Convexity¶
Core Idea¶
A set is convex when the straight line between any two members stays inside it; a function is convex when the chord between two points on its graph lies on or above the graph. Both express one shape: mixtures preserve membership, and the average of values dominates the value of the average — from which an unusual number of well-behaved properties follow.
How would you explain it like I'm…
The Marble Bowl
The Smiling Bowl
Chord Above the Graph
Broad Use¶
- Optimization: convex sets and functions are the dividing line between tractable and intractable problems.
- Economics: convex preferences and production sets underlie general-equilibrium existence; risk-aversion is convexity of disutility.
- Statistics and ML: concave log-likelihoods make maximum-likelihood convex, and convex relaxations (LP, Lasso, nuclear norm) make hard tasks tractable.
- Probability: the set of distributions is convex, and Jensen's inequality is the canonical bound behind many results.
- Decision theory: utilitarian aggregation, mixed strategies, and veil-of-ignorance arguments all use convex combinations.
- Engineering and physics: Lyapunov functions are convex stability certificates; thermodynamic free energy is convex in extensive variables.
Clarity¶
Relocates the question of difficulty from "is the data noisy?" to a structural property of the feasible set and objective — once a problem is seen as convex, the local-versus-global distinction collapses and "stuck in a local optimum" stops being a worry.
Manages Complexity¶
Converts a global question ("is this the best solution anywhere?") into a local one ("does any nearby direction improve?"), answerable by inspection at a single point — the hard accounting of trajectories and competing basins replaced by one shape check.
Abstract Reasoning¶
Unlocks reusable templates: Jensen's inequality (source of AM–GM, entropy bounds, risk premia), the separating hyperplane (dual certificates, Farkas, supporting prices), the convex hull as feasibility envelope, Carathéodory's bound, and convex relaxation.
Knowledge Transfer¶
- Optimization → policy: "local incentives reach a global optimum when the welfare function is concave" tells when decentralized markets succeed.

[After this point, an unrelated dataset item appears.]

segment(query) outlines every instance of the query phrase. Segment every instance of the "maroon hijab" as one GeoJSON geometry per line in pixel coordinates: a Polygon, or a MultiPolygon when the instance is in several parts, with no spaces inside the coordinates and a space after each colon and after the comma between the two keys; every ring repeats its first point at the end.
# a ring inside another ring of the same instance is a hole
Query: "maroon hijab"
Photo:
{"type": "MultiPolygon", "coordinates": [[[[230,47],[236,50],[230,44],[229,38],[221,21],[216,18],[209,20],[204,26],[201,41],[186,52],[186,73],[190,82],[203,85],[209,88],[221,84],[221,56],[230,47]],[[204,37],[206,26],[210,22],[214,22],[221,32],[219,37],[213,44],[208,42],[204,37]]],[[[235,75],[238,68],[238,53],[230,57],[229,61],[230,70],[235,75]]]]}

- Statistics → diagnosis: "this objective is non-convex" warns that estimation is sensitive to initialization, in econometrics and deep learning alike.
- Thermodynamics → economics: the common-tangent construction resolving a non-convex free energy is the same convexification turning a non-convex production set into two-firm specialization.
Example¶
Minimizing portfolio variance over the probability simplex is convex (any mixture of two allocations is an allocation), so the optimum is unique and found by any gradient method regardless of starting point, with dual prices on the constraints.
Relationships to Other Primes¶
Parents (1) — more general patterns this builds on
- Convexity presupposes Optimization — Convexity is the STRUCTURAL PROPERTY of a feasible set + objective that makes optimization tractable (local optimum = global); the file: 'Not optimization itself — optimization is the activity, convexity the property that governs it.' It presupposes an optimization setting to be load-bearing, but is a property OF it, not an is-a child of the activity.
Path to root: Convexity → Optimization
Not to Be Confused With¶
- Convexity is not Optimization because optimization is the activity of finding a best feasible point, whereas convexity is a structural property of the set and objective that guarantees the search succeeds globally.
- Convexity is not Linearity because linearity demands the chord lie on the graph (equality), whereas convexity demands only on or above (inequality) — admitting curvature like diminishing returns that linearity forbids.
- Convexity is not Pareto Efficiency because Pareto efficiency is a property of an outcome, whereas convexity is a property of the feasible region's shape — a convex set makes the frontier well-behaved, but the two are distinct.